Conservative and progressive participants of the new Rise for Youth campaign are urging schools to stop putting students into the justice system for minor misbehavior, and to clarify the role of school police and their training requirements. Another idea is to persuade lawmakers to exempt children from disorderly conduct criminal codes while at school.
During a press call Thursday, the group of civil rights, religious and fiscal-reform activists also recommended reforming Virginia’s mandatory felony larceny charge that must be imposed for the theft of anything worth $200 or more — a mandate imposed on children, too.
The alliance is pushing for more funds to be dispersed locally to pay for alternatives to locking up lower-level juvenile offenders in big state detention centers. Researchers have found Virginia’s juvenile prisons to be costly breeding grounds that encourage worse behavior and lead to re-arrest rates of former wards of 80 percent.
In April, the Center and Reveal, an investigative public radio program, reported that data for the 2011-12 school year showed that Virginia’s schools collectively had the nation’s highest rate of referring students to law enforcement agencies in the country. African-American and special-needs students were disproportionately referred to cops and courts in Virginia as they were nationwide.
“This is not a statistic that I think any state in America would want to be number one for,” said Craig DeRoche, a former Republican state legislator from Michigan, who directs the Justice Fellowship, a group in the alliance. The group is the policy arm of the Virginia-based Prison Fellowship, a ministry founded by convicted Watergate conspirator Chuck Colson.
DeRoche said that in Virginia “there have been some zealous zero-tolerance policies that have resulted in criminalizing everything from playground skirmishes to handcuffing fifth graders for disorderly conduct violations.”
He was joined in the call by Virginia police and children’s rights representatives.
In September, the Justice Fellowship published a report, Juvenile Justice Reform in Virginia.

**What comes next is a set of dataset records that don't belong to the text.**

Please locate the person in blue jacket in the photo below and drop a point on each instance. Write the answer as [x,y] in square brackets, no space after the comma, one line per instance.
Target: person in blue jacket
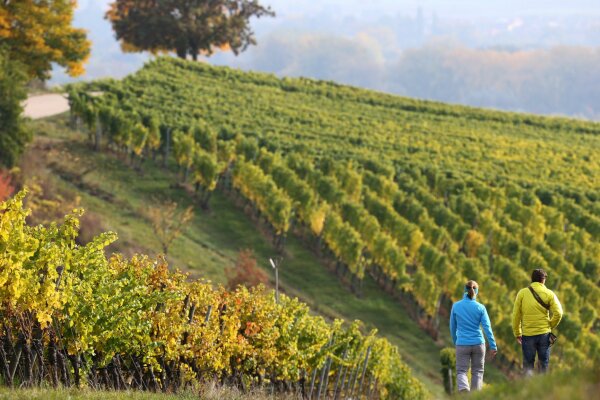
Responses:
[466,319]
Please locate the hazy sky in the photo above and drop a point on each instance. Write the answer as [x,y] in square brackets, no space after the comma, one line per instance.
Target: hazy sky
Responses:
[385,44]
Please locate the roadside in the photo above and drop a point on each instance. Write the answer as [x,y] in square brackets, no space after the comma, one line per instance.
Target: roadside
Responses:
[45,105]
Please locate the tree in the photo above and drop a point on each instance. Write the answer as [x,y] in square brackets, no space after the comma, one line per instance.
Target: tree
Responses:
[14,136]
[188,27]
[168,223]
[38,33]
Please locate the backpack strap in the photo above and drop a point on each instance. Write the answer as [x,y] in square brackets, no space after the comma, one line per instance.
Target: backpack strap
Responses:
[538,298]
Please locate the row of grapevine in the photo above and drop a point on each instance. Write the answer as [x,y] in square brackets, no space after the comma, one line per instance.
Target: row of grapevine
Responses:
[421,194]
[72,316]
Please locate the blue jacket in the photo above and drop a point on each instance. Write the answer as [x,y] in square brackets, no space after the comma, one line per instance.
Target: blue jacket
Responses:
[466,319]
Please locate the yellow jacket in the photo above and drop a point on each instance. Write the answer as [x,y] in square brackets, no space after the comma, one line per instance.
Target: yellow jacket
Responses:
[529,317]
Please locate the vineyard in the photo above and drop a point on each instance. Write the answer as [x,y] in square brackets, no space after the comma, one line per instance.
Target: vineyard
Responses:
[72,316]
[419,195]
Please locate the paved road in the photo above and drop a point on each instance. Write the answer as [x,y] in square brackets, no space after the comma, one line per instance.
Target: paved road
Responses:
[45,105]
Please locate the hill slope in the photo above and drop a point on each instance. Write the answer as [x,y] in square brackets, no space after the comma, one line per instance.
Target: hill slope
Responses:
[417,196]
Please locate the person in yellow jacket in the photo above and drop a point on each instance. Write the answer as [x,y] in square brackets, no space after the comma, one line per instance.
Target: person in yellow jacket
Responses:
[532,323]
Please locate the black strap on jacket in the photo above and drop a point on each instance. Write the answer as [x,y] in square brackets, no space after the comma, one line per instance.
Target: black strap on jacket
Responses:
[538,298]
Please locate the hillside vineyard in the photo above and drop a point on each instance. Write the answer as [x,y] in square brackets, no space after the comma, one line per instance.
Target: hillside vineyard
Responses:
[420,195]
[72,316]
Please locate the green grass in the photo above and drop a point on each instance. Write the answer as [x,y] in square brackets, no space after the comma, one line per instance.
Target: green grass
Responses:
[214,238]
[573,385]
[205,393]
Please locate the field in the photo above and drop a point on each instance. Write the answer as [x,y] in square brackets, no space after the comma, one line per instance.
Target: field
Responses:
[214,239]
[417,195]
[382,207]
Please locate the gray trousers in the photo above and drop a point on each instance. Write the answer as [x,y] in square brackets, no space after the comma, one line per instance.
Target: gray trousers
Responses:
[470,357]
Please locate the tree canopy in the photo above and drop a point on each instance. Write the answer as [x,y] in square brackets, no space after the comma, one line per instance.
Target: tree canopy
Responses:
[39,32]
[188,27]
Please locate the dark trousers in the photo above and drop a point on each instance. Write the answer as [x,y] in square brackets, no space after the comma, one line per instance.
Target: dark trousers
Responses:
[531,345]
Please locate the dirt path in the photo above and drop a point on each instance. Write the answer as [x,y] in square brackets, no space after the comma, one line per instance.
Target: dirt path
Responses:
[45,105]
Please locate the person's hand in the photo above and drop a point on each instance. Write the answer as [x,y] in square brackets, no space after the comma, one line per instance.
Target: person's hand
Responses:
[493,354]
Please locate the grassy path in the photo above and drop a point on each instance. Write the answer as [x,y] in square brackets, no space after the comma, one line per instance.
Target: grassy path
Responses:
[116,195]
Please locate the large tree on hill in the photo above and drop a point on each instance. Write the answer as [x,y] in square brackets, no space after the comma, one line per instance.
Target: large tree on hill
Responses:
[38,33]
[187,27]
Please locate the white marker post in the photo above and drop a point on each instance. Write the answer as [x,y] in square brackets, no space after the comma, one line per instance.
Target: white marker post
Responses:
[274,265]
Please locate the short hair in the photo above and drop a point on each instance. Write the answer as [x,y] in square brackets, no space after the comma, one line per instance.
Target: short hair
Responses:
[470,288]
[538,275]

The study was co-authored by the conservative national Right on Crime group, which argues that incarceration costs must be reduced, and the Virginia-based Thomas Jefferson Institute for Public Policy, which promotes limited government.
Virginia’s rate of referral of students to law enforcement agencies, which the Center found to be double the national average, “merits review,” the report says. “This initial contact with the juvenile-justice system can result in stigma and exposure to other youth with more serious records, which can fuel progressively increased involvement with the system.”

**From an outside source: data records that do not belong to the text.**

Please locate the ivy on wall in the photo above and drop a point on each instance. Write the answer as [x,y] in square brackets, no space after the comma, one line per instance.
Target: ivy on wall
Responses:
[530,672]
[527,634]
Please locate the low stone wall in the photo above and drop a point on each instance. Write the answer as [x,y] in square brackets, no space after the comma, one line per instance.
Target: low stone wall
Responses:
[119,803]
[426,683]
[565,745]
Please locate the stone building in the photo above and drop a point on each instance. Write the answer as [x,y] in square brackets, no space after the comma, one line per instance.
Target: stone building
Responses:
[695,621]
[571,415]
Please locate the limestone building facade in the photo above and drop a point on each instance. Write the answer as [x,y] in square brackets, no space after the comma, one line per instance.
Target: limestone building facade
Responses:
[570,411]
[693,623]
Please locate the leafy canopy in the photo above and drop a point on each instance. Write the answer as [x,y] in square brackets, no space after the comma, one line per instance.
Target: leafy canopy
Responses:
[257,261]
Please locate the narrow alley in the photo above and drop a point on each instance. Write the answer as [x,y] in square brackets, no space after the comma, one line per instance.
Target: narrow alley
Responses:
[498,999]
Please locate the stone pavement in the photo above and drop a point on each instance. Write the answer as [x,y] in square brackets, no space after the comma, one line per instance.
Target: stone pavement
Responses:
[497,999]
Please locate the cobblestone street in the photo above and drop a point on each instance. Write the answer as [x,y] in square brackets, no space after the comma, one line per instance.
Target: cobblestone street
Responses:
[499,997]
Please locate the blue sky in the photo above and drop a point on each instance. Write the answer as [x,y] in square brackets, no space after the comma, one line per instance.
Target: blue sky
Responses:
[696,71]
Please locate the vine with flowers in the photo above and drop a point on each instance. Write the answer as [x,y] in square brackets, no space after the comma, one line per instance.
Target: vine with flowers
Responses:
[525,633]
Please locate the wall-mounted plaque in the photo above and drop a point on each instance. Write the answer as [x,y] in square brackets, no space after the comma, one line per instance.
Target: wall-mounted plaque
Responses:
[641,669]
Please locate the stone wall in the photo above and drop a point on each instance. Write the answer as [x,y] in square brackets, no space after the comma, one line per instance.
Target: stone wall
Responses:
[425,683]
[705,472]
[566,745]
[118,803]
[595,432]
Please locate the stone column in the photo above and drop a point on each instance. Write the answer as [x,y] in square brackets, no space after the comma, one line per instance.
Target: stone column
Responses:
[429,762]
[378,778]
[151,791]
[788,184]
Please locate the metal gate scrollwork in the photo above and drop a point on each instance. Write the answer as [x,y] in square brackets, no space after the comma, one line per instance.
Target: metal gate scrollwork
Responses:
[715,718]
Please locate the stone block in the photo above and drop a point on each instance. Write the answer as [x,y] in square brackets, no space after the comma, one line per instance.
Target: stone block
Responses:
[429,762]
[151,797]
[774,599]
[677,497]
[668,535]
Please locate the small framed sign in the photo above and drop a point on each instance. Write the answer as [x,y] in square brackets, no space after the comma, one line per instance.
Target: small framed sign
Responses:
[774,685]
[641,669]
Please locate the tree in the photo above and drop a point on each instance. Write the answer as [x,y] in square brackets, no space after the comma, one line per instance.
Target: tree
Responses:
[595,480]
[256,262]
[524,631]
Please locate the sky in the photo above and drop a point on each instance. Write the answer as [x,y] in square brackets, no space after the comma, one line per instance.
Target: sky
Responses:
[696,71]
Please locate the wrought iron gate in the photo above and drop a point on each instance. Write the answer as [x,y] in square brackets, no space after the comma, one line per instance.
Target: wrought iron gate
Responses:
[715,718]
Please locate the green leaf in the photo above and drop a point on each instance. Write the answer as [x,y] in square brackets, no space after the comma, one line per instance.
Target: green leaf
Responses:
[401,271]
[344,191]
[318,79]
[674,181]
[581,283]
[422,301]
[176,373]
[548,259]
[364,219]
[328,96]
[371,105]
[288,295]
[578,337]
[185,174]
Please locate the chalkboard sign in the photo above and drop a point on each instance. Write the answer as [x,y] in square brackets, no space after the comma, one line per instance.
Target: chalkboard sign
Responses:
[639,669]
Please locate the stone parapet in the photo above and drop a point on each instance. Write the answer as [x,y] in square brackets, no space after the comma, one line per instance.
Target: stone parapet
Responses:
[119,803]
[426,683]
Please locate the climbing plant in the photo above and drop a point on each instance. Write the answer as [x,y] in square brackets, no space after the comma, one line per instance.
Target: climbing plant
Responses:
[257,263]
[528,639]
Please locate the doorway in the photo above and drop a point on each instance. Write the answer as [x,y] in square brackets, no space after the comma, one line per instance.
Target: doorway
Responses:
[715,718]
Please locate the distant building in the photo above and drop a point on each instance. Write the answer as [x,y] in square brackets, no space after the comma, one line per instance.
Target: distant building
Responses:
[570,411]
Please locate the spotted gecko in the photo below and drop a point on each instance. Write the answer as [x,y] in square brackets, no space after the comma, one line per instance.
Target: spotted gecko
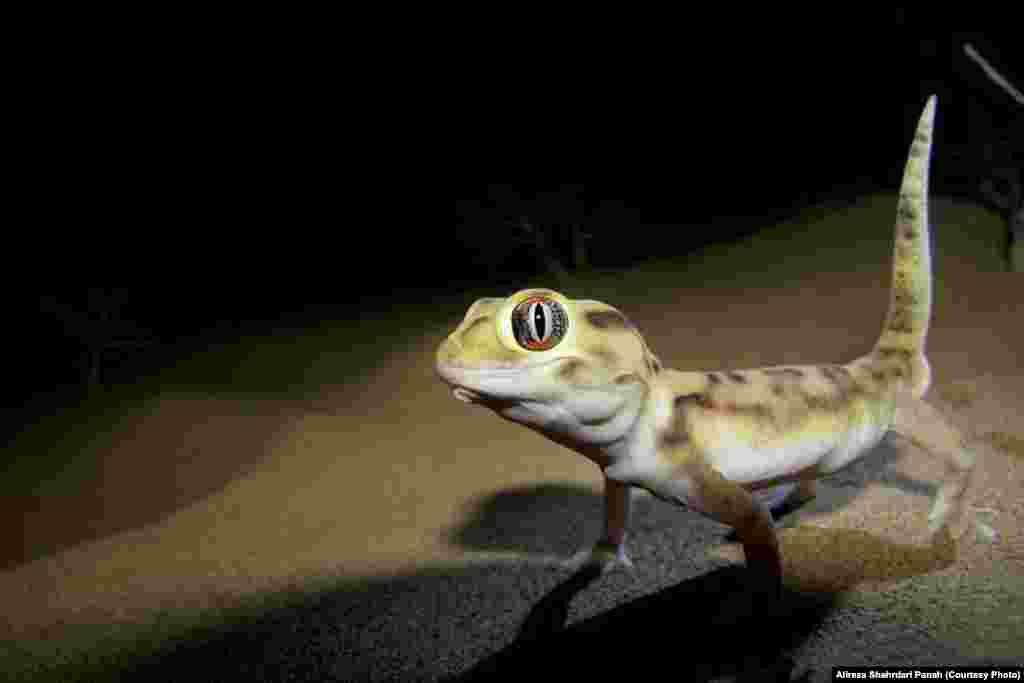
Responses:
[729,444]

The Center investigation cited a sampling of recent local police data in Virginia showing that most of arrests of schoolchildren are for low-level charges of disorderly conduct or simple assault — and they often involve middle-school kids.
One of these students interviewed by the Center, Kayleb Moon-Robinson, is an autistic African-American boy who was 11 years old last fall when he was charged with disorderly conduct for kicking a trash can at his middle school in Lynchburg, Va. Kayleb was also arrested, handcuffed and charged with felony assault on a police officer after he struggled to break free from a school cop who grabbed him around the torso in a hallway after the sixth-grader left class without permission.
Virginia public defender Linda McCausland told the Center that she has defended middle-school kids charged with three to four charges — including obstruction of justice — for clenching fists and trying to get away from officers who grab them during school fights.
McCausland had an 11-year-old client with documented mental-health problems who was automatically charged with felony theft when she stole a teacher’s cell phone, which was estimated at a value of more than $200. A charge like felony larceny can put a child into detention, McCausland said.
More than one-third of the wards in Virginia’s two big youth prisons in 2014 were placed there for felonies that were not committed against a person — such as felony theft — and more than 11 percent were admitted for misdemeanors, according to the Juvenile Justice Reform in Virginia report.
Kate Duvall, attorney at the Legal Aid Justice Center in Virginia — also a member of the new alliance — said during the press call that she had a client who was sent to juvenile jail because he was on probation for an offense and violated it by taking a cell phone to school without permission. The boy had untreated mental-health needs, she said.
Sheriff Gabe Morgan of the Virginia city of Newport News said that he supports reforms because kids put into lock-up for relatively minor offenses “are influenced the wrong way” and more likely to become adult offenders. He said there are a range of community programs that appear to be effective at treating minors in trouble. He also said his police department recently joined with school staff to undergo retraining for how to better work with children at schools.